More letters and threats would follow. On Sept. 27, 1969 Zodiac would strike again, hooded and armed with a gun and sheathed blade, he would stab to death Cecilia Ann Shepard and leave for dead Bryan Hartnell as the young couple picnicked at Lake Berryessa in Napa County. One month later, Oct. 11 the killer had come to San Francisco. Taxi driver Paul Lee Stine was shot in the back of the head in the posh Presidio Heights neighborhood. Three days later a fifth letter arrived, the most ominous of all: Zodiac told police they could have caught him that night. Worse, school children were in the cross hairs of his gun sight. He would pick them off as they stepped off the school bus. San Francisco was literally a city in panic.

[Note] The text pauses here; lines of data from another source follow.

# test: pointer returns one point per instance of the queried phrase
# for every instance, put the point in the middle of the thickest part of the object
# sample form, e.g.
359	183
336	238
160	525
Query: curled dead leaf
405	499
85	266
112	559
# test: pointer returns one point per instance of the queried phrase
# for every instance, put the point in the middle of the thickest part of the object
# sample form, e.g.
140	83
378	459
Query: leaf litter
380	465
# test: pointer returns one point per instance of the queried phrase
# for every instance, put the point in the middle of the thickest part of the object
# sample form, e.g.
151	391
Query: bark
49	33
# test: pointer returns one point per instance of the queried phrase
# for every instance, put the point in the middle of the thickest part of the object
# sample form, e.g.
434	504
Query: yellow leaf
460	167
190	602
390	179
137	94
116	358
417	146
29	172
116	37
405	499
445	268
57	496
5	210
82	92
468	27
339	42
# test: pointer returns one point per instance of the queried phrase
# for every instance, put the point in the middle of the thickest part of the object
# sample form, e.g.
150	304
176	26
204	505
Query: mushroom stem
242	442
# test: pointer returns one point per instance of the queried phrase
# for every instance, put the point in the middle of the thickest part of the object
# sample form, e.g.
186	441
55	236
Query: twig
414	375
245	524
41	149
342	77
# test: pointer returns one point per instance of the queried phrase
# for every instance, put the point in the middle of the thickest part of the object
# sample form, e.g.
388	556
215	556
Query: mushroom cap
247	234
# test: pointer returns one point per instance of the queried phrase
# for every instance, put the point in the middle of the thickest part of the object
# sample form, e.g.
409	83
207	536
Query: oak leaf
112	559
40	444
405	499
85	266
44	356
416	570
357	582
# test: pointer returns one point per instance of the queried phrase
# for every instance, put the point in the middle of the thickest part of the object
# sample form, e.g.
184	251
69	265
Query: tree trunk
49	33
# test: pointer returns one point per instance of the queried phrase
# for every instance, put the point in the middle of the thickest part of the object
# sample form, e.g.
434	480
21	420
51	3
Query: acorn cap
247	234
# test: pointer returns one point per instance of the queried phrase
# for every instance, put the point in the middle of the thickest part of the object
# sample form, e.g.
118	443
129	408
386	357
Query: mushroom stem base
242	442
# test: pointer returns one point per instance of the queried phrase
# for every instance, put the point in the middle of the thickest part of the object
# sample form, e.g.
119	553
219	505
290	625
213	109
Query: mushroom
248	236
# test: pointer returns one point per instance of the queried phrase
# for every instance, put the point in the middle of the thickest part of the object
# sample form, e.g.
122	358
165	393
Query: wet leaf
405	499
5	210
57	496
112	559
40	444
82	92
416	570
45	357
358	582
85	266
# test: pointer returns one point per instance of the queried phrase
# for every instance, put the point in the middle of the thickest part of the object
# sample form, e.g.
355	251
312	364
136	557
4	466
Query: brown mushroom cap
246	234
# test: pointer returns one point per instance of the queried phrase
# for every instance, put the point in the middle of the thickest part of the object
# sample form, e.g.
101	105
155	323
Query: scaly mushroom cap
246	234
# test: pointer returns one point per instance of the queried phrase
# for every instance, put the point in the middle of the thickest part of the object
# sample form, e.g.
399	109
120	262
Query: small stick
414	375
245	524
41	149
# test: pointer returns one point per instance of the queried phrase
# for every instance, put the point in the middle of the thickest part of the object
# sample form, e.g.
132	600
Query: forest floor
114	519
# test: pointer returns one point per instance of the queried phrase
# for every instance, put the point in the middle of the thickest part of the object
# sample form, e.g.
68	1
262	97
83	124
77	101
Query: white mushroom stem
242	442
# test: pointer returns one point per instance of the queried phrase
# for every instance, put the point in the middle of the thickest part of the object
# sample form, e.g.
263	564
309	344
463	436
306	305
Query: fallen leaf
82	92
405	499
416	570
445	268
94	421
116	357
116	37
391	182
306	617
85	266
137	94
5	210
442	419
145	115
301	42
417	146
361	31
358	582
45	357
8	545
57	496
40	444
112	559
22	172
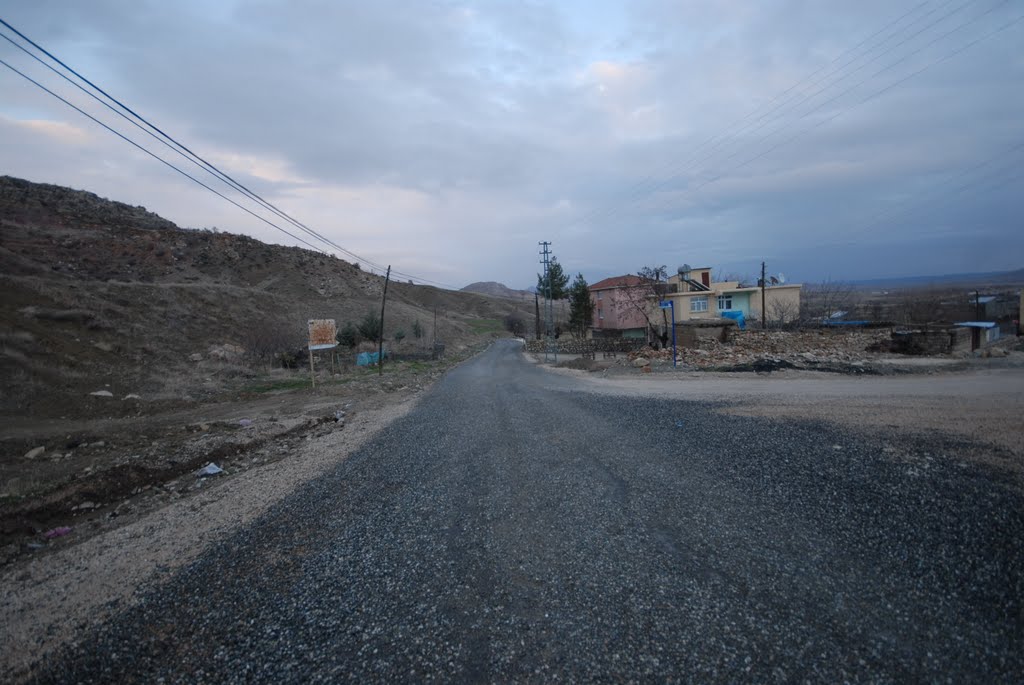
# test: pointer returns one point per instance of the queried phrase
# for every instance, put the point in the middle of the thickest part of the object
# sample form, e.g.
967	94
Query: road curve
511	528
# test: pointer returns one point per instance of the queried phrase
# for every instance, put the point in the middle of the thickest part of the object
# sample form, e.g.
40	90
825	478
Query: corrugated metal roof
628	281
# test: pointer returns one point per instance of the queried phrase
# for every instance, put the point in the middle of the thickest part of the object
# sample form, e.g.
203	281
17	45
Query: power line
155	156
886	217
725	137
865	99
185	152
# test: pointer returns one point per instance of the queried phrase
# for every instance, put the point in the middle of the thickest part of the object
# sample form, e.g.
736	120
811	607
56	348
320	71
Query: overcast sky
833	139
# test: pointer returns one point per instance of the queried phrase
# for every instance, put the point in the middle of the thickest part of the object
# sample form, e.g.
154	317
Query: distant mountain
495	289
976	280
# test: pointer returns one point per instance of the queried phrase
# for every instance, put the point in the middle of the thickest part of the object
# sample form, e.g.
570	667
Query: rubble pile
822	348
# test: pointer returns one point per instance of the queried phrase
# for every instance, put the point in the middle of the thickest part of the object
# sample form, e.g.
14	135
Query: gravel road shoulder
48	601
979	407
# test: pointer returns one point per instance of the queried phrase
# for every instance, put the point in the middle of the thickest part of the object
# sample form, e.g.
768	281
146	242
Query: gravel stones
512	528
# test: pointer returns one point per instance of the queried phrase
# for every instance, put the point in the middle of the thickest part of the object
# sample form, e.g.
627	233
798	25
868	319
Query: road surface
512	528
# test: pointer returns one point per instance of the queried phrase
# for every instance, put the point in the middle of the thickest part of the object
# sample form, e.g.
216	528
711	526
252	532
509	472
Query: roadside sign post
323	335
671	305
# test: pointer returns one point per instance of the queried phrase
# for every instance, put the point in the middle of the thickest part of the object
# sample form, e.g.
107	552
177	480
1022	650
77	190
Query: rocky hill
98	295
495	289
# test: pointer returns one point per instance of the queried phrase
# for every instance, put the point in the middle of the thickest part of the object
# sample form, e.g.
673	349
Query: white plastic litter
210	469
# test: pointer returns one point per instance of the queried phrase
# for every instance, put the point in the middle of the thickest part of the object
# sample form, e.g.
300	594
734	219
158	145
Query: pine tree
581	307
559	282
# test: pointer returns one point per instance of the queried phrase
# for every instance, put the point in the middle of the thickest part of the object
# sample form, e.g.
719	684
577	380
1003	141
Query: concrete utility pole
380	337
537	315
764	312
550	349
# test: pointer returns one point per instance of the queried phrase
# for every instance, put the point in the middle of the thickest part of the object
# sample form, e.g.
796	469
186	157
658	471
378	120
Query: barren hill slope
100	295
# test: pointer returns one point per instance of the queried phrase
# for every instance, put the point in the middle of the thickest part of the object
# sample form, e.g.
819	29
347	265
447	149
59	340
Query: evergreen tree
349	336
559	282
581	307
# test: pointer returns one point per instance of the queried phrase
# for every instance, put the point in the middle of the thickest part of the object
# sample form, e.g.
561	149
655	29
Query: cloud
450	137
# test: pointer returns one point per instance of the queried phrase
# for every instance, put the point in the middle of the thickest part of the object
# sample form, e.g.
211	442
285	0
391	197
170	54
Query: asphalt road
514	528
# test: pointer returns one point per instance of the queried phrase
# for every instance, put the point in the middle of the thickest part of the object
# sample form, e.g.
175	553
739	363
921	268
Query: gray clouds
449	138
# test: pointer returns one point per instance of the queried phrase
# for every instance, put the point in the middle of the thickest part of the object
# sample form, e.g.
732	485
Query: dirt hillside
98	295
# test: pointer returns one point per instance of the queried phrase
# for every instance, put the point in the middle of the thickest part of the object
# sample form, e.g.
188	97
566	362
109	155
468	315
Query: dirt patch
98	569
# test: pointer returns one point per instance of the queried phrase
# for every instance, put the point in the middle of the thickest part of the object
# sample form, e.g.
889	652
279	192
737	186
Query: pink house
612	310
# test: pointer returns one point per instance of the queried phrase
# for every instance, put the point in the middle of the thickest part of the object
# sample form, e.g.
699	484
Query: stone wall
937	341
573	346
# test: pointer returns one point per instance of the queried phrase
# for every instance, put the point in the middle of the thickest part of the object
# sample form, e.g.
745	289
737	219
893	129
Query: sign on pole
323	335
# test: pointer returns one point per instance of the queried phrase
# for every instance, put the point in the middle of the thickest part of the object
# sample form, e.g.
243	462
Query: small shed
982	333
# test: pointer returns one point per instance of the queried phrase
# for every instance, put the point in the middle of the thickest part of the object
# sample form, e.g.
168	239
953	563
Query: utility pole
764	312
550	348
380	336
537	315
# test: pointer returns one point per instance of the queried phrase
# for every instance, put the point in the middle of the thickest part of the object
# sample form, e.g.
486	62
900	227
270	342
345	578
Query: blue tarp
736	315
368	358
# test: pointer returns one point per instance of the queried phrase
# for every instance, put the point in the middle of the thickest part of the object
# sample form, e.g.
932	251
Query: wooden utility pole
380	337
537	315
764	312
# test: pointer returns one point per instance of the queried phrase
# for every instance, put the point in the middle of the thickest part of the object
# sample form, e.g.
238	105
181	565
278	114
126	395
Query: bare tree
642	297
821	300
266	341
781	312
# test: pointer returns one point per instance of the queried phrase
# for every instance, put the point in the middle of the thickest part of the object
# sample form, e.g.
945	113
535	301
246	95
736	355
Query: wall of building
612	310
781	302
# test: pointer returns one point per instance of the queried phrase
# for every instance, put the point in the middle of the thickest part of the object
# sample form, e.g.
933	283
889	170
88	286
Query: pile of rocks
801	349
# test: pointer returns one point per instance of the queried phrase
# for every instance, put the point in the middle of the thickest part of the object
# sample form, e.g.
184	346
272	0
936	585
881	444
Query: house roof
628	281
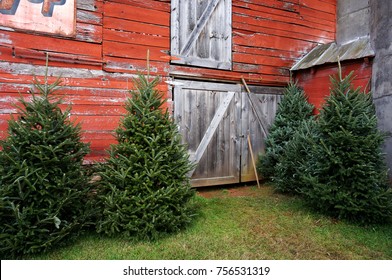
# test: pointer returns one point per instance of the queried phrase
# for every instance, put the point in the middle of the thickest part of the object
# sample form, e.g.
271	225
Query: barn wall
316	81
381	35
111	42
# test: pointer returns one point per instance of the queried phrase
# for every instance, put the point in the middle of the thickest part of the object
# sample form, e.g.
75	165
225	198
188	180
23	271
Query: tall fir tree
292	111
145	191
348	176
296	154
43	189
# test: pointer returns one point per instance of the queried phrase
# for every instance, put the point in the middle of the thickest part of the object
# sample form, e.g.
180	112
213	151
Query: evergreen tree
42	184
145	191
296	155
348	177
292	111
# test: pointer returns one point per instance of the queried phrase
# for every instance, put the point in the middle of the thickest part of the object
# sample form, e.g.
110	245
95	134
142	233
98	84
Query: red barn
205	51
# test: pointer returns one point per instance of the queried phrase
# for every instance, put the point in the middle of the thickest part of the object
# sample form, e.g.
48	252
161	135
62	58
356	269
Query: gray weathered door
215	120
201	33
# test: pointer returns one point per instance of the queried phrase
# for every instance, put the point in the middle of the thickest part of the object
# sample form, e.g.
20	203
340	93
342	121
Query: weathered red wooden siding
111	44
316	81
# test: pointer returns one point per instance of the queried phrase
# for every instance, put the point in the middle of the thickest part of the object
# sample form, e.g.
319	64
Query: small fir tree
292	111
296	155
42	183
348	176
145	190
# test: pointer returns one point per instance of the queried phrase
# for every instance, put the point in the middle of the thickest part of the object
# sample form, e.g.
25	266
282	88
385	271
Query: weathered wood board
215	120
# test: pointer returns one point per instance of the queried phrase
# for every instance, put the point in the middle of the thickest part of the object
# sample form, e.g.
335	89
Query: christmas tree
292	111
42	183
348	176
145	191
297	153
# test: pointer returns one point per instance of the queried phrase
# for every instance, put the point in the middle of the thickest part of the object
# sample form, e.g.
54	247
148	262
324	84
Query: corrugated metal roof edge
332	52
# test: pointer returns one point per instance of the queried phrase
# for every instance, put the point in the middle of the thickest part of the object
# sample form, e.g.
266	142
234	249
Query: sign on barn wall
48	16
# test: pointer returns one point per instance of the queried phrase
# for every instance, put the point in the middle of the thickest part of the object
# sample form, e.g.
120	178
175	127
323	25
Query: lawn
249	223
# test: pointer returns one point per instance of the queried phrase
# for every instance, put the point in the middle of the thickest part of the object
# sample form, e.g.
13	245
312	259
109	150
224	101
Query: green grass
263	225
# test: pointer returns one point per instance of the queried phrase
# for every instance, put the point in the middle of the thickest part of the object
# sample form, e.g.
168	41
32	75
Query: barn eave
332	52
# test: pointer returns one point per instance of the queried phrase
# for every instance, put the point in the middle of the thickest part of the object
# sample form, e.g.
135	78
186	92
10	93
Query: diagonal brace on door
211	130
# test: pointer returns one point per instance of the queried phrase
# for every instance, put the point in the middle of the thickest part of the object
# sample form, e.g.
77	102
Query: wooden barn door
258	111
215	121
208	116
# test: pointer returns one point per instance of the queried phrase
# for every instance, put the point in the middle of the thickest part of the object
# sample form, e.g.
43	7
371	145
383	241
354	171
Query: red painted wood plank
136	38
46	43
291	6
273	42
134	51
316	82
320	37
304	28
136	13
87	32
319	5
89	17
151	5
134	66
133	26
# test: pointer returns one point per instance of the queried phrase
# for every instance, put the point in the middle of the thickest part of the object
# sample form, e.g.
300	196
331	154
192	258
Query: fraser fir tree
144	190
292	111
42	184
297	153
348	176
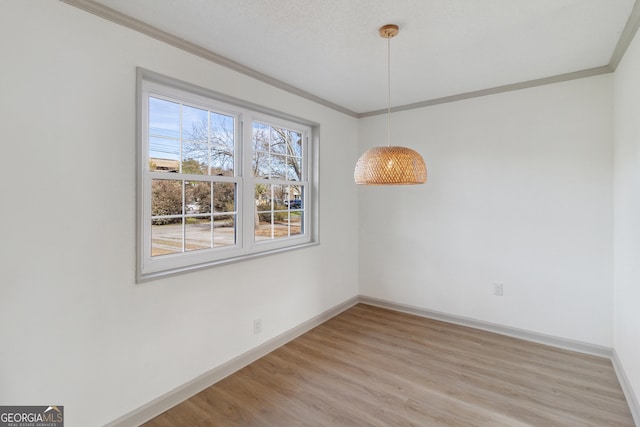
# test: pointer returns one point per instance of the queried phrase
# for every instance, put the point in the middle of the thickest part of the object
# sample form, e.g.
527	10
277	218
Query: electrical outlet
498	289
257	326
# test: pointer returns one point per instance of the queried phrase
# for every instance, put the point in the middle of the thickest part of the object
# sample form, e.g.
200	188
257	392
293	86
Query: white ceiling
331	48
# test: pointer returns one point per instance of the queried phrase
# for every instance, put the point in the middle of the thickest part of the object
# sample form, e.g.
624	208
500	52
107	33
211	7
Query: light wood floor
374	367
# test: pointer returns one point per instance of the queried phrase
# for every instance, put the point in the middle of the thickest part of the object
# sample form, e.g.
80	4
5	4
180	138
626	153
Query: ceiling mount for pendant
388	31
390	165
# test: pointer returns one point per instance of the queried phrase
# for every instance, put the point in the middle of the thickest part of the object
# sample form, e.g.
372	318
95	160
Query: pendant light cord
388	91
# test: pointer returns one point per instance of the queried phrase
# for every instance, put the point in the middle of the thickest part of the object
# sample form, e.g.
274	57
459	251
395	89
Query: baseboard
632	400
172	398
550	340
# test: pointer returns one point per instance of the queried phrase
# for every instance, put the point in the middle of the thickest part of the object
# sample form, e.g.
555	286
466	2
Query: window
219	179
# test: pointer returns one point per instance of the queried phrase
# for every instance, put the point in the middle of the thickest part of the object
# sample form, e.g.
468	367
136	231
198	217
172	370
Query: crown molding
626	37
605	69
98	9
113	15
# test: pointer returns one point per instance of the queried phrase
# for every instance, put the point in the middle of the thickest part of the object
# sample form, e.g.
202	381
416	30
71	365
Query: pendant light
390	165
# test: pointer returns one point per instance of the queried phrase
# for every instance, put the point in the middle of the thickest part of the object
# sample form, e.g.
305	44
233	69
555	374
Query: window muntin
197	206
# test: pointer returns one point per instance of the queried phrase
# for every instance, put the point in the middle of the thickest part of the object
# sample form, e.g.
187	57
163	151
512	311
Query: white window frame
151	84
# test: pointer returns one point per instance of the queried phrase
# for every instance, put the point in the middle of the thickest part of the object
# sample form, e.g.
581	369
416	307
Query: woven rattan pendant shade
390	166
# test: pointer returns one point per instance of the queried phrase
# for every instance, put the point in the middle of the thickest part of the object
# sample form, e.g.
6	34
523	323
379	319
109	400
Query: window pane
294	169
278	141
197	233
224	230
164	118
195	158
278	169
166	237
195	124
197	197
260	164
222	144
224	197
278	211
164	154
166	197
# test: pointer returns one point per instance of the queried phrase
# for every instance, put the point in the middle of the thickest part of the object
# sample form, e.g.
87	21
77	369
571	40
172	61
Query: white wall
519	192
75	329
627	214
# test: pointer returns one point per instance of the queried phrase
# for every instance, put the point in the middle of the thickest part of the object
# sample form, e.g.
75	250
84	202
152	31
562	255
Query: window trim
148	268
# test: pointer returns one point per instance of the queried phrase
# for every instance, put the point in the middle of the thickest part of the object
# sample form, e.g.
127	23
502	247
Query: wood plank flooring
374	367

Zodiac inadvertently had turned detectives Toschi and Armstrong and reporter Avery into overnight celebrities. Characters based on Toschi would prove pivotal roles launching three movie stars' careers. Graysmith remained committed to his armchair sleuthing from the sidelines, injecting his input when Avery would allow. Zodiac was always one step ahead, covering his tracks, peppering his lettered taunts with more threats. And then they became personal.
Infamy would eclipse fame as Toschi fell from grace; Armstrong, frustrated moved on; Avery left the paper, crippled by his addictions. Zodiac would no longer reveal his targets. Copycats sprang up coast to coast. The key suspect was still out there.
Graysmith's moment had come. That moment would change their lives forever.